Die Prime Lithium hat von den Dow-Flächen 22 Hektar vertraglich reserviert und will dort von der „etablierten, hochentwickelten und wettbewerbsfähigen Chemie-Infrastruktur profitieren“. Schlüsselrohstoffe könnten direkt und auf kurzem Wege von Dow bezogen werden. Umgekehrt könnten die Aktivitäten der Prime Lithium AG die Strukturen des Chemie-Parks stärken.

Stader Seehafen spielt eine zentrale Rolle

So können Lithium-Vorprodukte am Seehafen Stade angeliefert und das bei der Herstellung entstehende Koppelprodukt Analcim von dort für die europäische Keramikindustrie verschifft werden.

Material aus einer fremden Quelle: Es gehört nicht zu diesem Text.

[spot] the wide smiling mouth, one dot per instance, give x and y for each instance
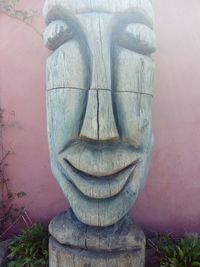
(98, 187)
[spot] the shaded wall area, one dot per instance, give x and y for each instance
(170, 200)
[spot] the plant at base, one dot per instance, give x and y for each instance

Prime Lithium ist derzeit nicht das einzige Unternehmen, das im Chemie-Park für Furore sorgt. Wie berichtet fand gerade der erste Spatenstich für den Bau des Terminals für verflüssigte Gase wie LNG statt. Investitionsvolumen: gut eine Milliarde Euro. Zudem könnte in der Nachbarschaft zur AOS ein Holzkraftwerk entstehen, für das ein mittlerer dreistelliger Millionenbetrag aufgewendet werden soll.